LA PAGE HISTOIRE de Jean Sévillia
Dans un livre particulièrement original, Frédéric Le Moal analyse en profondeur la nature révolutionnaire du régime mussolinien.
Le mot fascisme, aujourd’hui, est mis à toutes les sauces, a fortiori par les antifascistes qui parlent d’autant plus fort que le fascisme, en 1945, a été englouti dans les poubelles de l’Histoire. Stricto sensu, pourtant, le terme désigne le régime politique qui a gouverné l’Italie de la marche sur Rome, en 1922, à son renversement en 1943, et son prolongement tragique par la République de Salò. Mais la perception du phénomène est biaisée, tant s’est répandu, de l’école aux médias, le discours marxiste présentant le fascisme comme un mouvement conservateur ou réactionnaire, bras armé du grand capital.

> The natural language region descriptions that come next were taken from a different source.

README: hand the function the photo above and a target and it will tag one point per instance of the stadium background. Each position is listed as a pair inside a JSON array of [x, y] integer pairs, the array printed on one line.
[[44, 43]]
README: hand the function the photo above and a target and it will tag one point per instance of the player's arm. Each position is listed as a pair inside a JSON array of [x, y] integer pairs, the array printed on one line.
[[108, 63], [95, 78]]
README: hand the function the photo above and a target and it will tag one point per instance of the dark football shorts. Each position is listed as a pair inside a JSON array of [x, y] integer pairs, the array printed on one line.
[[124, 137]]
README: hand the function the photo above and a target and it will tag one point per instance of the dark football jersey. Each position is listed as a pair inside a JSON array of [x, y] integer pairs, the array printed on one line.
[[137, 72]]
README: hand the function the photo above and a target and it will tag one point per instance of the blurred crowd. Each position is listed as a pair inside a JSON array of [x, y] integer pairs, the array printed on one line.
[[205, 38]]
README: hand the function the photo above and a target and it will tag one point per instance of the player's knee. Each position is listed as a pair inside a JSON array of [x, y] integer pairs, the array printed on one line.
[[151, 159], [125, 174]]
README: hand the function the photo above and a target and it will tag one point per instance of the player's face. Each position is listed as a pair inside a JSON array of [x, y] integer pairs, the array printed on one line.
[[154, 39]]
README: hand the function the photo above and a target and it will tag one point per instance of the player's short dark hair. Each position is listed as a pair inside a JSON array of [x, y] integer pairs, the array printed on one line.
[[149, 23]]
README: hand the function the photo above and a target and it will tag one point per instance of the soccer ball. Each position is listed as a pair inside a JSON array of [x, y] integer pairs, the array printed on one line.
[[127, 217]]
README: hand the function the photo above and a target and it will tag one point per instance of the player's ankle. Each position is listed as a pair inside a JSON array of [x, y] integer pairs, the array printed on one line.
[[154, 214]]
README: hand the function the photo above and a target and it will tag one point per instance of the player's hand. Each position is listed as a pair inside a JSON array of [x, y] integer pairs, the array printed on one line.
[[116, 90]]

Il faut donc saluer l’excellente synthèse de Frédéric Le Moal, un spécialiste de l’histoire italienne, qui replace la dictature de Mussolini dans sa juste perspective. L’auteur explique comment l’ex-instituteur socialiste a joué sur la détresse de son pays, après 1918, pour accéder au pouvoir en s’appuyant sur les anciens combattants et en usant d’une violence avérée, mais limitée. Après une douzaine d’années dont l’actif n’est pas négligeable – reprise économique, baisse du chômage, traité du Latran –, la démesure du Duce, à partir de l’aventure éthiopienne, le poussera à se radicaliser et à s’allier avec Hitler : entré dans le second conflit mondial aux côtés du Reich, l’Etat fasciste s’écroulera avec lui.

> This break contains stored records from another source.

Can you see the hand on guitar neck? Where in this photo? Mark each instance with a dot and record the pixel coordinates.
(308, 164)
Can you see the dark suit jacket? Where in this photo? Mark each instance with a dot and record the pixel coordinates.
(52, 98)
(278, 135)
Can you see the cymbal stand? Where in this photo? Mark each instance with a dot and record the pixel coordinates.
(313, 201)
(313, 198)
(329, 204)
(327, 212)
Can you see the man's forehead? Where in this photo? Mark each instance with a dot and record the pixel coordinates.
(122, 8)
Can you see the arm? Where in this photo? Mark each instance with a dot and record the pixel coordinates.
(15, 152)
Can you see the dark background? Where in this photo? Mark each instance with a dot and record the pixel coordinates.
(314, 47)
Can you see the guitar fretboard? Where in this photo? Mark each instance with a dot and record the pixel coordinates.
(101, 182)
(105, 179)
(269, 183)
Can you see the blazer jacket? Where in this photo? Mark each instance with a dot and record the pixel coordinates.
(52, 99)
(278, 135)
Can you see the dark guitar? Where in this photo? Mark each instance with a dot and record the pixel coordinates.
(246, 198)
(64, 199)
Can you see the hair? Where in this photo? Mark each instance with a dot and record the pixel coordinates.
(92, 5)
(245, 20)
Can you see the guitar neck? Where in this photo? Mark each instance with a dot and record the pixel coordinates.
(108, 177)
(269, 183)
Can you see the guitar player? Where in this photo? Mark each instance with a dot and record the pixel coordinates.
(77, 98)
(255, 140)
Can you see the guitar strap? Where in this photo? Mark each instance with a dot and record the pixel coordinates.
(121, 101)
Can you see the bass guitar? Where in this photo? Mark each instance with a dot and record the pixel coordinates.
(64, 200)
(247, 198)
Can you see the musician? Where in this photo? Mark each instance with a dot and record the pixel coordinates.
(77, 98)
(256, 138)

Mais le livre de Frédéric Le Moal, d’un point de vue comparatiste, tranche surtout avec les idées convenues dans l’analyse typologique du fascisme, insistant sur la dimension anthropologique de ce dernier. S’inscrivant dans les pas du grand spécialiste italien Renzo De Felice, l’historien français rappelle que le projet mussolinien visait à créer un homme nouveau, débarrassé des références chrétiennes et des codes de l’ancien monde. Aussi le fascisme aspirait-il, appuyé sur la toute-puissance de l’Etat et le mythe d’une communauté nationale régénérée, à balayer l’Eglise et la monarchie. En fait, ce totalitarisme ressemblait assez au communisme pour l’éliminer, mais en prenant sa place. Le Moal, violant un tabou, n’hésite pas, par conséquent, à voir dans le fascisme italien un fils caché des Lumières, et à le classer dans l’univers de la gauche révolutionnaire. Plus iconoclaste, on ne fait pas. Histoire du fascisme, de Frédéric Le Moal, Perrin, 424 p., 23 €.